Olin occupies the ground floor of an Art Deco building that formerly housed a puppet theater. The building’s exterior features original limestone paneling and a distinctive curved corner indicative of the sleek architectural style. The architects preserved the limestone fascia and added a newly designed storefront, consisting of blue-gray metal panels with traditional decorative pilasters between large glass-paneled windows. This gives Olin a distinctive presence on the busy Woodward Avenue corridor.
While the building was in good structural condition, the interior hadn’t been renovated in decades and needed to be brought up to meet current fire-safety codes, which involved applying a sprayed fire-resistive material to the ceiling and columns. An interior wall was previously covered with a black adhesive material, which was stripped to expose the original brick, adding to the restaurant’s clubby ambience.
The new program includes a 3,900-square-foot ground-floor open kitchen, a restaurant, a bar, a lounge, and restrooms as well as a lower-level prep kitchen. McIntosh Poris designed the interiors to have a casual, relaxed atmosphere that appeals to a diverse clientele. The aesthetic incorporates the original Art Deco details and the texture of exposed interior brick walls with new touches, such as contemporary lighting fixtures and abstract murals from local artist Lisa Spindler that play off of the space’s industrial-themed elements.
Traditional fluted columns on the interior reflect the storefront design, and the existing black-and-white mosaic floor was preserved to add a twist to the eclectic dining room. The coffered ceiling and wood beams are exposed for an open and airy feeling, with acoustical ceiling panels to mitigate noise.
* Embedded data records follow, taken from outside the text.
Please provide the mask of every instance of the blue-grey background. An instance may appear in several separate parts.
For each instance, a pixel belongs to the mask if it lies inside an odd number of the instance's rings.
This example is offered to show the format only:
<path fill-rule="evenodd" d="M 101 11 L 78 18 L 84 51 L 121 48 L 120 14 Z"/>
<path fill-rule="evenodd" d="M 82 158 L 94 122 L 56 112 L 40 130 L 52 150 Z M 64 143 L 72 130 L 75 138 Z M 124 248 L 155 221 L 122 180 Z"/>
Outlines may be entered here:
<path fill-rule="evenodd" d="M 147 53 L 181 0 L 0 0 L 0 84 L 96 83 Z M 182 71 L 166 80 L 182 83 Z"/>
Blue porcelain tile and a backlit mesh soffit highlight the open kitchen, which also includes bar-height seating for an immersive dining experience.
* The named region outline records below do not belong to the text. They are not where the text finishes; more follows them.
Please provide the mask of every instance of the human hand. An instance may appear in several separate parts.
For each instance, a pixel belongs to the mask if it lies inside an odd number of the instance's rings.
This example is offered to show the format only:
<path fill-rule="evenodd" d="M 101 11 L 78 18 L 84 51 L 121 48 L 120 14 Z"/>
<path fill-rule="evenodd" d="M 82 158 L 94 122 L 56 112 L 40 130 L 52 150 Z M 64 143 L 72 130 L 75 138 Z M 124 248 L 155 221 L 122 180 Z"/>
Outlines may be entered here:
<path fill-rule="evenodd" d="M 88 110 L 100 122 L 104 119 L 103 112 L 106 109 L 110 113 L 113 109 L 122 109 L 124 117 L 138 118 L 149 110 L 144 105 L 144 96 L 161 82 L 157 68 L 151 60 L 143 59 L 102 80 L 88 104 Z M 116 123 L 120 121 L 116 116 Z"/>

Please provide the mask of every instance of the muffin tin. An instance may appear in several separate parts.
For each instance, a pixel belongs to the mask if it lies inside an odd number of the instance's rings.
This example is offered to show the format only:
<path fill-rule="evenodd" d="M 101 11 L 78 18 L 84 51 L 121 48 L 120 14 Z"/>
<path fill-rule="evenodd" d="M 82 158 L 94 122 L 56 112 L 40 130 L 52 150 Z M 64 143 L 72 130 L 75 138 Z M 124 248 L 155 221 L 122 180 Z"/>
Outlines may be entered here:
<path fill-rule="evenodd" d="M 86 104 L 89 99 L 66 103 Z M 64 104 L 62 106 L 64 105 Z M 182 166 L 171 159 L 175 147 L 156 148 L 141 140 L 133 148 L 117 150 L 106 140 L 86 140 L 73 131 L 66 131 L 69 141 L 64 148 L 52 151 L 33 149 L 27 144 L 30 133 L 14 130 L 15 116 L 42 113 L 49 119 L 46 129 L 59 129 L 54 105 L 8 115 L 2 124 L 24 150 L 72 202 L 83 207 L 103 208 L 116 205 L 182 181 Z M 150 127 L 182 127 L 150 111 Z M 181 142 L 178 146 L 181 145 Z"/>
Guests may choose from a variety of other dining settings. Large half-round booth seating provides an intimate dining experience while banquettes, open booths, and communal table seating offer more social settings with visibility to the outside. Lounge seating, including custom Chesterfield-style sofas and deep leather chairs, has a residential feeling and accommodates couples or small groups. Blue and rust hues appearing throughout the restaurant are emphasized in the seating upholstery.
An existing brick wall and metal-mesh ceiling canopy define the bar, which is made of wood and is highlighted by a blue and gray quartz countertop. The backbar incorporates metal mesh, seeded glass and an antique mirror. Overall, Olin’s interior was designed to have an inviting, eclectic feeling.